MaskTools

Abstract

author: kurosu and Manao
version: 1.5.6
download: http:/ /www.geocities.com/manao47/Filters/
category: Misc Plugins
requirements: YV12 Colorspace

Table of contents

I) About MaskTools

1) Simple version

After a processing, you may need to keep only a part of the output. Say, you have a clip named smooth that is the result of a smoothing (blur() for instance) on a clip named source.
Most of the noise from source have disappeared in smooth, but so have details. You could therefore want to only keep filtered pixels and discard those where there are big difference of color or brightness. That's what does MSmooth by D. Graft for instance. Now consider that you write on an image pixels from smooth that you want to keep as white pixels, and the other ones from source as black pixels. You get what is called a mask. MaskTools deals with the creation, the enhancement and the manipulating of such mask for each component of the YV12 colorspace.

2) Description

This Avisynth 2.5 YV12-only plugin offers several functions manipulating clips as masks:

In addition, all functions take 3 parameters: Y, U and V (except the FitPlane functions, where obviously the name tells what is processed). Depending on their value, different operations are applied to each plane:

A last point is the ability of some functions to process only a part of the frame:

This was intended for modularity and atomic operations (or as useful as possible), not really speed. It became both bloated and slow.
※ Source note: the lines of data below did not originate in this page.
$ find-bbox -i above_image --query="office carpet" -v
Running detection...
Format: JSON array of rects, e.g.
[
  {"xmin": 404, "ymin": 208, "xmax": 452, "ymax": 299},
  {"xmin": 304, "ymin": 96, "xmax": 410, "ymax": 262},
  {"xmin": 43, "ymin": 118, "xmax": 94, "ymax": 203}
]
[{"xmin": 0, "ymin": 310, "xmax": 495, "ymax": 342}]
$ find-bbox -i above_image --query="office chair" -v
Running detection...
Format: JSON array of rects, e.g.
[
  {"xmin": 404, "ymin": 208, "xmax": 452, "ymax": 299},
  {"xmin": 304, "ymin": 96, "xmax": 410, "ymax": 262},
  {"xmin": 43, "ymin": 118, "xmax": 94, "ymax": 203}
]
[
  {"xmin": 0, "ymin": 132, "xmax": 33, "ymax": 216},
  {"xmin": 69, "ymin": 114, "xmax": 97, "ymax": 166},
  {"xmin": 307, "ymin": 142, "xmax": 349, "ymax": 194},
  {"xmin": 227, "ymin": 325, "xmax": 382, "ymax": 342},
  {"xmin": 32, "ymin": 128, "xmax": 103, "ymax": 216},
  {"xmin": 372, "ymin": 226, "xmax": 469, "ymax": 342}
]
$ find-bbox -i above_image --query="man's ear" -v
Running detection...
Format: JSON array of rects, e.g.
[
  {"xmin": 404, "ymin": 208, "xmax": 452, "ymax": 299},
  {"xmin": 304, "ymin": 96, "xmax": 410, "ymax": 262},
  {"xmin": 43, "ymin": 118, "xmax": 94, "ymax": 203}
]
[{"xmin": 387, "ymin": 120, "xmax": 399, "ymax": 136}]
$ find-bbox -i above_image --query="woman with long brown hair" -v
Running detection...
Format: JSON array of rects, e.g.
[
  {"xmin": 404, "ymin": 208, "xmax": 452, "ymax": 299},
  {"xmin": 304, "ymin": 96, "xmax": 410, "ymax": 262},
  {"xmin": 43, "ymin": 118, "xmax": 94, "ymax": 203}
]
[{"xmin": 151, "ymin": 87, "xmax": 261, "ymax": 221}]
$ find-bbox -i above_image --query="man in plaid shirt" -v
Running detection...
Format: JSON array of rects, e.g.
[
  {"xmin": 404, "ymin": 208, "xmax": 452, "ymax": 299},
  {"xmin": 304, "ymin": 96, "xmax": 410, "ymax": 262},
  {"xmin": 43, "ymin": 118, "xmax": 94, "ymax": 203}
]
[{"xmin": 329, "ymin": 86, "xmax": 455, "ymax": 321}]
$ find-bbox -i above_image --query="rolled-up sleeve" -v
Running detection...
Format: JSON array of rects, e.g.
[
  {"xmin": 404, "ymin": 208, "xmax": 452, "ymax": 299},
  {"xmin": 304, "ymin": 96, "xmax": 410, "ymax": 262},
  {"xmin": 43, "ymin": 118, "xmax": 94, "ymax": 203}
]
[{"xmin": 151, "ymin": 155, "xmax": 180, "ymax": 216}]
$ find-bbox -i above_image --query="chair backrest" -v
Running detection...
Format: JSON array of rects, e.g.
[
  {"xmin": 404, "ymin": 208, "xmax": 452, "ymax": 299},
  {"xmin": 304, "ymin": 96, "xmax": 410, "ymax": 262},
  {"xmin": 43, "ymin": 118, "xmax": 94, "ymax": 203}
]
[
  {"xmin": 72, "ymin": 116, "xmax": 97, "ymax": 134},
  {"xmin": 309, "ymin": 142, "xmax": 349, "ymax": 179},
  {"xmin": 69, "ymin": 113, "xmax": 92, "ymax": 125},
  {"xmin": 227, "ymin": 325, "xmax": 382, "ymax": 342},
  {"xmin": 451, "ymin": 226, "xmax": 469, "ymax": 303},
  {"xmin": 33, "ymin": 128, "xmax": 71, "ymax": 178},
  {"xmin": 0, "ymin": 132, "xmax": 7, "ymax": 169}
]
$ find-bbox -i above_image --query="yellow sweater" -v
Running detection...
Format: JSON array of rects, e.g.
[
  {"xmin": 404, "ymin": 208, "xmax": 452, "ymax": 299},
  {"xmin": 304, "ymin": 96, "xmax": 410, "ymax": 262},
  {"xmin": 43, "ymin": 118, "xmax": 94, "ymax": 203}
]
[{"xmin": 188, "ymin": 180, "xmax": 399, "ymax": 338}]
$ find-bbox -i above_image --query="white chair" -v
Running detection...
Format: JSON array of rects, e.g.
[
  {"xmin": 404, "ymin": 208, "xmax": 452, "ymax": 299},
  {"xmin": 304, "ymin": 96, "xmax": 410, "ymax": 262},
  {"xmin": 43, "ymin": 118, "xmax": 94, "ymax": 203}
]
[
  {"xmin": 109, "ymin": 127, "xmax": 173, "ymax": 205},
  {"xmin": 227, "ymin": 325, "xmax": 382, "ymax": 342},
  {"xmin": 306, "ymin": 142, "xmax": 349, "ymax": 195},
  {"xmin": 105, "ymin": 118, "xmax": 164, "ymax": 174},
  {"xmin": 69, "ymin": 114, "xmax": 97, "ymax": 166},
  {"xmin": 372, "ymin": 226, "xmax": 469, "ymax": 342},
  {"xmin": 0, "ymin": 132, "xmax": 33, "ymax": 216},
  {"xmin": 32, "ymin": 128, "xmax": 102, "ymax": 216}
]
I let you decide whether this statement is totally true, or a bit less... The examples in III) are most probably much faster applied with the original filters.

II) Function descriptions

Binarize

Binarize (clip, int "threshold", bool "upper")

The Binarize filter allows a basic thresholding of a picture. If upper=true, a pixel whose value is strictly superior to threshold will be set to zero, else to 255. On the contrary, if upper=false, a pixel whose value is strictly superior to threshold will be set to 255, else to zero.

Defaults are threshold = 20 and upper = true.

CombMask

CombMask (clip, int "thY1", int "thY2")

This filter produces a mask showing areas that are combed. The thresholds work as for the other filters : after calculating the combing value, if this one is under thY1, the pixel is set to 0, over thY2, it is set to 255, and inbetween, it is set to the combing value divided by 256.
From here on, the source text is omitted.